What I love about it is that in time became more than just a page builder…it now transcends pages and posts, being a veritable website builder, covering headers, footers, archives, and that can even be used as a marketing and sales solution. I personally use it for the majority of my sites, including DeliciousThemes.
So if you’re like me and want to keep plugins at a minimum and a WordPress environment bloat-free, then Elementor Pro should be a no-brainer. Why Pro? Because the Posts element comes packed with the pro version only. There’s also a Portfolio element that could be used to create project-like grids for any post type:
Alright, let’s drag and drop the Posts element into the page:
In seconds, I have a nice, classic list of blog posts on my page.
I chose to display the latest 3 blog posts inside my widget and deliberately added a “Check out the Blog” button under them.
What I love about this widget is that it doesn’t set links on the meta data(date, author, comments), which from an SEO point of view is a good thing because the post URLs get more link equity and could rank slightly higher in search results. So the widget is the perfect choice for SEO savvy geeks out there 🙂
The Portfolio element acts the same, so if you’re looking for a project-style layout for your posts, then this one might come in handy. Plus, it supports category filters as well so that’s a nice UX addition to the grid that your visitors will probably enjoy.

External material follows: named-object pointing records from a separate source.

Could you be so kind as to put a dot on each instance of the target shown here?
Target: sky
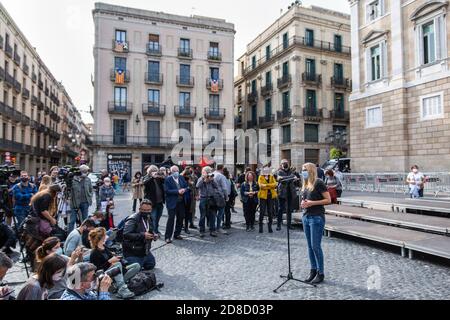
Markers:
(62, 31)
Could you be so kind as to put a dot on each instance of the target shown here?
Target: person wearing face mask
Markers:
(154, 191)
(267, 193)
(286, 193)
(416, 181)
(22, 194)
(83, 284)
(138, 235)
(81, 197)
(50, 271)
(176, 190)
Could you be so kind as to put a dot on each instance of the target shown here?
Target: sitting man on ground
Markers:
(82, 281)
(138, 236)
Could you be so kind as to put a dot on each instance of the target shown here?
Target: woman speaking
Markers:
(314, 199)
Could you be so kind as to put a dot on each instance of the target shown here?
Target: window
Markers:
(120, 97)
(429, 43)
(338, 43)
(431, 106)
(309, 38)
(286, 134)
(311, 133)
(374, 117)
(285, 40)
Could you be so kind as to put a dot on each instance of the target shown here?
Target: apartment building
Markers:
(156, 73)
(294, 82)
(401, 85)
(30, 103)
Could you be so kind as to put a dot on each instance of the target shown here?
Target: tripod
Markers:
(289, 276)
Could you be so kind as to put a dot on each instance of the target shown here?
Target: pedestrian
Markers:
(23, 192)
(249, 196)
(267, 193)
(314, 199)
(175, 188)
(81, 197)
(138, 189)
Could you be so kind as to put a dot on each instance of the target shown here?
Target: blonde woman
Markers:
(267, 194)
(314, 199)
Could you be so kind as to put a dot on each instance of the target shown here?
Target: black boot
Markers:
(318, 279)
(312, 275)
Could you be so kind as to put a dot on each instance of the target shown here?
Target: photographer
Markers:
(105, 260)
(154, 191)
(81, 196)
(23, 192)
(138, 235)
(5, 264)
(83, 281)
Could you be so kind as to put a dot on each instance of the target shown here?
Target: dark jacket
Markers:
(134, 243)
(246, 188)
(171, 190)
(150, 189)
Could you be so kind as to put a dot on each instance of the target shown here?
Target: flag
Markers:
(120, 76)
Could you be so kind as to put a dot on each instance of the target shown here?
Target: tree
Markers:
(335, 153)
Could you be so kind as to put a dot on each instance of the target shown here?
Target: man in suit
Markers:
(176, 188)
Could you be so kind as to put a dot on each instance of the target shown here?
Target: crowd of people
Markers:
(62, 240)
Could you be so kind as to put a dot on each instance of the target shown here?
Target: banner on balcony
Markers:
(119, 163)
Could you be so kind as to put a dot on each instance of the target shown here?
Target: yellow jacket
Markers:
(264, 186)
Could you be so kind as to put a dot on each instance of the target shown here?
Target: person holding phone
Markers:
(315, 197)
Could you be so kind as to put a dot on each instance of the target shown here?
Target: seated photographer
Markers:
(83, 288)
(138, 235)
(5, 264)
(113, 265)
(50, 271)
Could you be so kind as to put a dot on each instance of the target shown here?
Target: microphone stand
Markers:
(290, 275)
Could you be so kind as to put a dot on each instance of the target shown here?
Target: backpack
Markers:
(143, 282)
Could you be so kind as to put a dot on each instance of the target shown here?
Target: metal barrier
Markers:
(436, 182)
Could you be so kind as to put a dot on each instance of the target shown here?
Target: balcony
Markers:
(267, 90)
(153, 110)
(8, 50)
(154, 78)
(25, 93)
(120, 108)
(120, 46)
(184, 53)
(154, 49)
(214, 56)
(285, 81)
(340, 116)
(312, 79)
(215, 113)
(312, 114)
(26, 69)
(185, 112)
(252, 97)
(187, 82)
(266, 121)
(17, 87)
(284, 116)
(341, 83)
(16, 59)
(214, 85)
(119, 77)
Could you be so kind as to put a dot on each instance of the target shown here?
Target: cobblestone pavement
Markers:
(245, 265)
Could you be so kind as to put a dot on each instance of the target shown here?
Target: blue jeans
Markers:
(147, 263)
(21, 213)
(156, 216)
(313, 227)
(204, 212)
(84, 209)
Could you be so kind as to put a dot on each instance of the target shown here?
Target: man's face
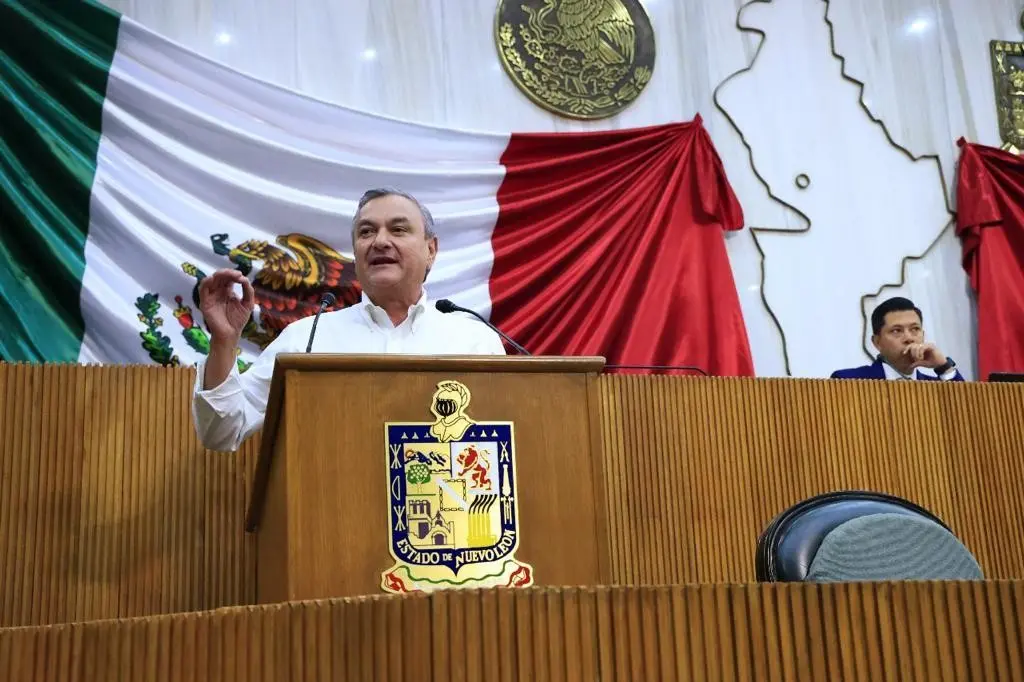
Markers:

Elementor Blog Posts Extensions
In its early days, Elementor was so cool that it managed to disrupt the entire WordPress industry. No wonder there are tons of extensions for it, some of them being fully-fledged businesses nowadays, with teams 100% dedicated to maintaining and developing the plugins. Here are even more options for displaying your posts with Elementor:
- Post Grid Elementor Addon(Free)
- Essential Addons for Elementor(Freemium)
- Ultimate Addons for Elementor(Premium)
Shortcode Based Posts Widgets
Now, what if you’re not using a page builder for your website? Well, firstly I would say that it doesn’t hurt to use one and as you could see, the options are pretty much limitless. Secondly, I get it, your site runs perfectly fine as is and you just need a quick solution to display your blog posts or even custom posts on pages other than your frontpage.
The solution here would be to use a plugin or extension which generates shortcodes that you could use on any page.
You know what’s great about them? You can use the shortcodes with any page builder as well.
On the other hand, if you have no problem getting your hands dirty, then you could code some custom page templates and use the functions generated by the plugins to display the grids as you wish. Personally, I find this approach counterintuitive and unproductive, although I’m a web developer myself. My suggestion for you is to not reinvent the wheel, but build up your stuff on what’s available out there.
Displaying blog posts wherever you want on a site has never been so easy. Page builders such as Gutenberg and Elementor, but also Divi Builder, Brizy, Beaver Builder, or Thrive Architect are here to stay and it’s in our interest to rely on such amazing tools for successfully running our sites and businesses.